- Born: 1980 (age 45–46) Germany
- Education: Berlin University of the Arts, Berlin
- Known for: Graphic Design, Music Video
- Notable work: José González: In Our Nature tour poster (2007); William Fitzsimmons — The Sparrow And The Crow tour poster (2009); Ruin: Half Skull album cover (2011)
- Website: Zwölf

= Stefan Guzy =

German poster artist living in Berlin (born 1980)

Stefan Guzy (born 1980) is a German poster artist, typographer and manuscript researcher living in Berlin.

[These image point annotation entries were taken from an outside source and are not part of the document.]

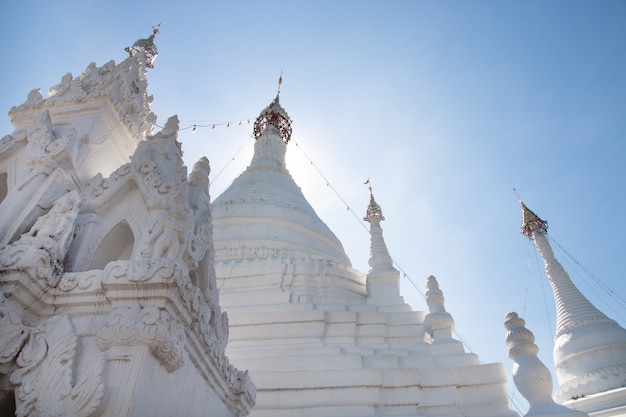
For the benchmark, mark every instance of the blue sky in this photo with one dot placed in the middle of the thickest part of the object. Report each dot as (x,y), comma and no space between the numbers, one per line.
(444,105)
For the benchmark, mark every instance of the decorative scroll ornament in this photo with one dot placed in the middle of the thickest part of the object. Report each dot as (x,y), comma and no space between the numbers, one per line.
(45,382)
(531,222)
(150,326)
(146,46)
(276,116)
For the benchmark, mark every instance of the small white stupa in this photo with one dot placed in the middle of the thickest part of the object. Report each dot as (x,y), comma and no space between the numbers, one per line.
(589,347)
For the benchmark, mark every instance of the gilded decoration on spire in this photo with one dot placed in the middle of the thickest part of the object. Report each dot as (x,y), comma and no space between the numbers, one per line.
(146,46)
(373,209)
(276,116)
(531,222)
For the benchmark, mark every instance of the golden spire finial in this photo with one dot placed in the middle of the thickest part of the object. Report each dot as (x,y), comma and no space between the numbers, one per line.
(373,209)
(280,81)
(146,46)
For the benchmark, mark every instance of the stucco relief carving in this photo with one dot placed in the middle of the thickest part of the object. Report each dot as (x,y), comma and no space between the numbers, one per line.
(161,175)
(12,337)
(44,380)
(145,326)
(125,84)
(42,249)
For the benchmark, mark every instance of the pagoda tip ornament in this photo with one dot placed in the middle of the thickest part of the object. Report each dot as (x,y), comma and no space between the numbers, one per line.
(276,116)
(146,46)
(531,222)
(373,209)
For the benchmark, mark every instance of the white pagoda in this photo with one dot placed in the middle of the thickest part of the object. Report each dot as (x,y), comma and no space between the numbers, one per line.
(318,337)
(589,347)
(125,292)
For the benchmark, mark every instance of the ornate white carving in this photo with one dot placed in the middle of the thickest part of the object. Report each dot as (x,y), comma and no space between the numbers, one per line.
(150,326)
(125,84)
(13,334)
(44,379)
(42,249)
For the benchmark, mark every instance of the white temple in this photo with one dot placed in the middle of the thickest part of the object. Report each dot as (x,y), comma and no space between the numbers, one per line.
(111,257)
(589,348)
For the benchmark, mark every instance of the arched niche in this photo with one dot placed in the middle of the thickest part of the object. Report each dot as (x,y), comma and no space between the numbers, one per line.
(117,245)
(4,186)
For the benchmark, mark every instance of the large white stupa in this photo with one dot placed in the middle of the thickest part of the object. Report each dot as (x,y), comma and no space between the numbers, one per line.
(318,337)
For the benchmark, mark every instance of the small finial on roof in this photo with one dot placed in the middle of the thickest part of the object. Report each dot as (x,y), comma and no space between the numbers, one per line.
(276,116)
(146,46)
(373,209)
(531,222)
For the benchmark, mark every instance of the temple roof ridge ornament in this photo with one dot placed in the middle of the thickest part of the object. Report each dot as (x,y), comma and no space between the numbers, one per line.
(531,222)
(147,46)
(276,116)
(373,209)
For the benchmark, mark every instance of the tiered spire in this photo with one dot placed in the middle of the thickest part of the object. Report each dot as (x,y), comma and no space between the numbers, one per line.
(590,348)
(383,279)
(379,255)
(532,378)
(438,323)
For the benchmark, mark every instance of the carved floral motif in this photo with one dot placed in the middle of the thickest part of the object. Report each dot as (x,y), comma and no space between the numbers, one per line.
(149,325)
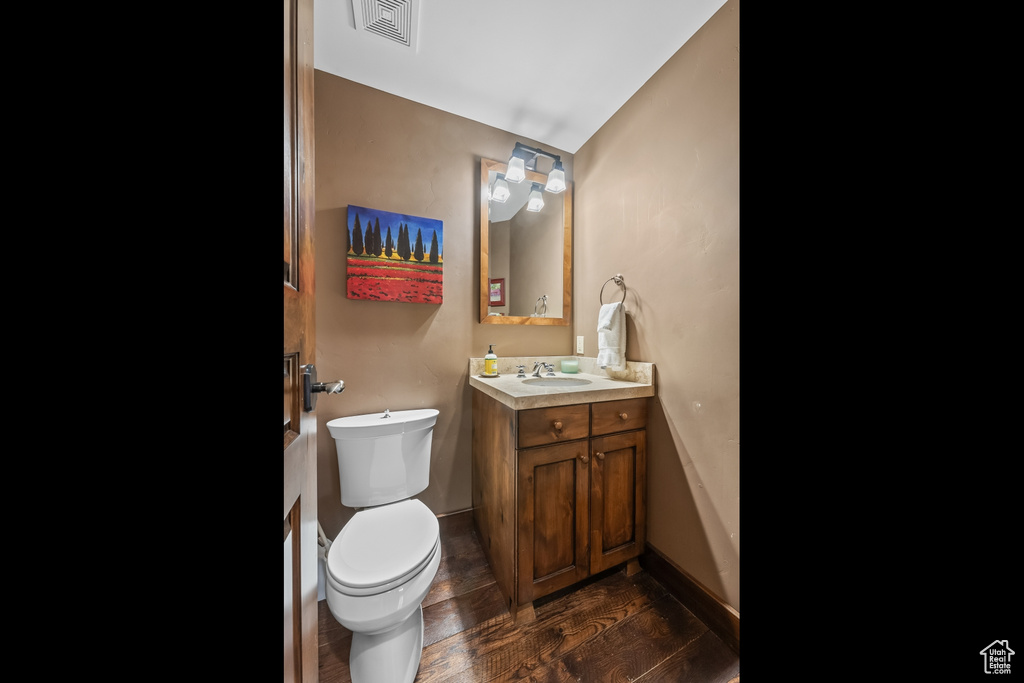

He graduated in visual communication at the Berlin University of the Arts in 2007, having studied with professors like Stefan Sagmeister and Daniela Haufe/Detlef Fiedler. The studio "Zwölf" which he founded 2001 with partner Björn Wiede is known for its typographical poster designs for indie rock artists like José González, William Fitzsimmons or Blonde Redhead. His work has been exhibited at several poster biennials like Toyama (2009), Lahti (2009) and Tehran (2009) among others.

In 2011 he was a selected member of the ADC 90th Annual Awards Design jury.

Together with his studio partner Björn Wiede he became a member of Alliance Graphique Internationale in 2016.

In a study published in 2022, he examined the book transactions of Emperor Rudolf II (1552–1612) and was able to identify a possible previous owner of the famous Voynich manuscript.

== Awards ==
The design work of Stefan Guzy and the studio "Zwölf" has been recognized with several international awards:
- Art Directors Club (ADC) New York — Gold Cube (2007) for "Best Poster 2007" (José González), Gold Cube (2008), and Silver Cube (2010) for "Best Package Design".
- Type Directors Club New York — Multiple Certificate of Typographic Excellence awards (including 2007, 2009, 2012, 2013, 2014, 2015, 2016).
- AIGA Annual Design Award (2007) — Annual selection for typographic excellence.
- Golden Bee Global Biennale of Graphic Design Moscow — Gold Medal (2010).
- European Design Award — Silver Medal (2009).
- Art Directors Club Germany — Silver Medal (2010).
- 100 Best Posters (Germany, Austria, Switzerland) — Multiple annual selections (including 2007, 2009, 2010, 2011, 2013, 2018, 2019, 2020).